Agents invert that economics. When implementation becomes cheap, when refactoring takes an afternoon, the cost of code that offends your style drops to near zero. The scarce resource becomes judgment: defining problems clearly, designing systems that hold up under change, knowing when something is good enough and when it isn't.
The real problem with "slop"
If your experience of agents is mostly producing slop, I'd first look at the engineering process around them. Poor prompts, no architectural constraints, no evaluation loop, no iteration - I could go on and on here!
The output reflects the process. This is more true now that it has ever been. The speed at which we can create code now means we get to see the pain in our process so much faster than we have ever done before.
Software exists to change. Code that can evolve with changing requirements is more valuable than code that looks perfect on day one. If an agent can produce code that fits the architecture, is easy to change, and delivers the outcome, then it's meeting engineering criteria. If you can then refactor it to a 32,000x improvement in an afternoon, that says something important about where the value really was. It wasn't the code, it was the judgment behind it. "Slop" has become shorthand for evaluating authorship instead of engineering. Same pattern I described in The Gap Is Already Wider Than You Think: teams treating bad output as evidence the technology isn't ready, rather than as an engineering problem to solve.
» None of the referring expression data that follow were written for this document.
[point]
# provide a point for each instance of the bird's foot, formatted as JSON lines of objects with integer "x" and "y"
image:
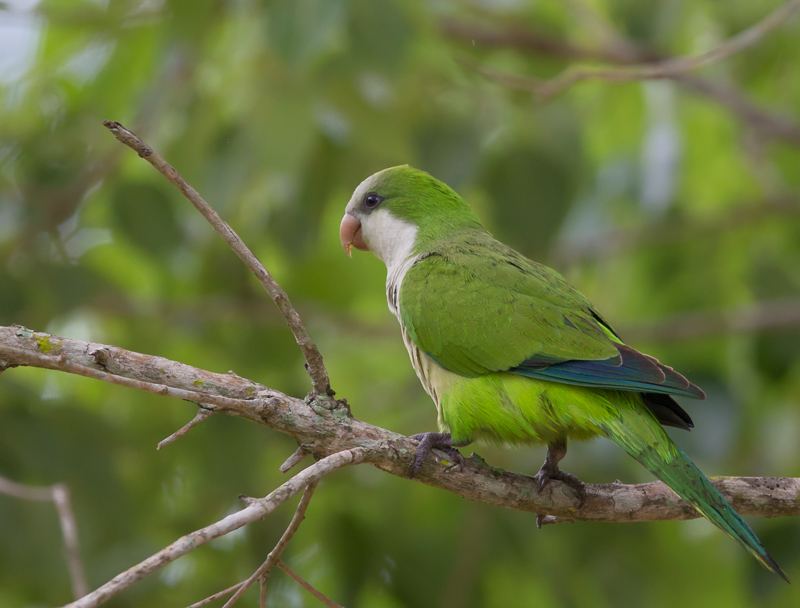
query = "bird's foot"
{"x": 544, "y": 476}
{"x": 439, "y": 441}
{"x": 555, "y": 452}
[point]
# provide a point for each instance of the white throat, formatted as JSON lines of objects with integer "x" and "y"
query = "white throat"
{"x": 389, "y": 238}
{"x": 392, "y": 241}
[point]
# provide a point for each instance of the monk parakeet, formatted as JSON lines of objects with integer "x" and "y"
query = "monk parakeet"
{"x": 512, "y": 353}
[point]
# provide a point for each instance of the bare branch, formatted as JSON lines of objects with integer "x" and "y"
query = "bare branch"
{"x": 323, "y": 432}
{"x": 199, "y": 417}
{"x": 668, "y": 68}
{"x": 663, "y": 232}
{"x": 59, "y": 495}
{"x": 296, "y": 458}
{"x": 253, "y": 512}
{"x": 316, "y": 368}
{"x": 761, "y": 316}
{"x": 69, "y": 531}
{"x": 216, "y": 596}
{"x": 617, "y": 50}
{"x": 262, "y": 572}
{"x": 307, "y": 586}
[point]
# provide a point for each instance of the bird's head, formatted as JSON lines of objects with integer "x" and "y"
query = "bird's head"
{"x": 399, "y": 210}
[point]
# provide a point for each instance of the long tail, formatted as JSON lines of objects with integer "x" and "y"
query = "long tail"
{"x": 639, "y": 434}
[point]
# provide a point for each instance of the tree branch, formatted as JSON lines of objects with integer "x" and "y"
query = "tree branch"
{"x": 617, "y": 51}
{"x": 262, "y": 572}
{"x": 59, "y": 495}
{"x": 257, "y": 509}
{"x": 316, "y": 369}
{"x": 322, "y": 431}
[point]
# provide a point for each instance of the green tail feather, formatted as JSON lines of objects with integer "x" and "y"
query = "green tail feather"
{"x": 647, "y": 442}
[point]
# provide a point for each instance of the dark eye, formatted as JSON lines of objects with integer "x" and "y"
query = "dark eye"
{"x": 372, "y": 200}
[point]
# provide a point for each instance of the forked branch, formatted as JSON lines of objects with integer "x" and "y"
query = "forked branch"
{"x": 316, "y": 369}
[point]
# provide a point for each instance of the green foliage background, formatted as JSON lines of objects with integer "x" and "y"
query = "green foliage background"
{"x": 657, "y": 201}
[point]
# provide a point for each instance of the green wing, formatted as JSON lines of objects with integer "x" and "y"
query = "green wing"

AI-generated code doesn't need to be beautiful. It doesn't need to be authored by a human. It needs to fit the architecture, be easy to change, and solve the problem. If it does those things, it's good engineering. If it doesn't, it isn't.
That's why AI isn't devaluing engineering. It's forcing us to evaluate software on engineering criteria instead of authorship. The implementation was never the scarce skill. It was just the most visible one.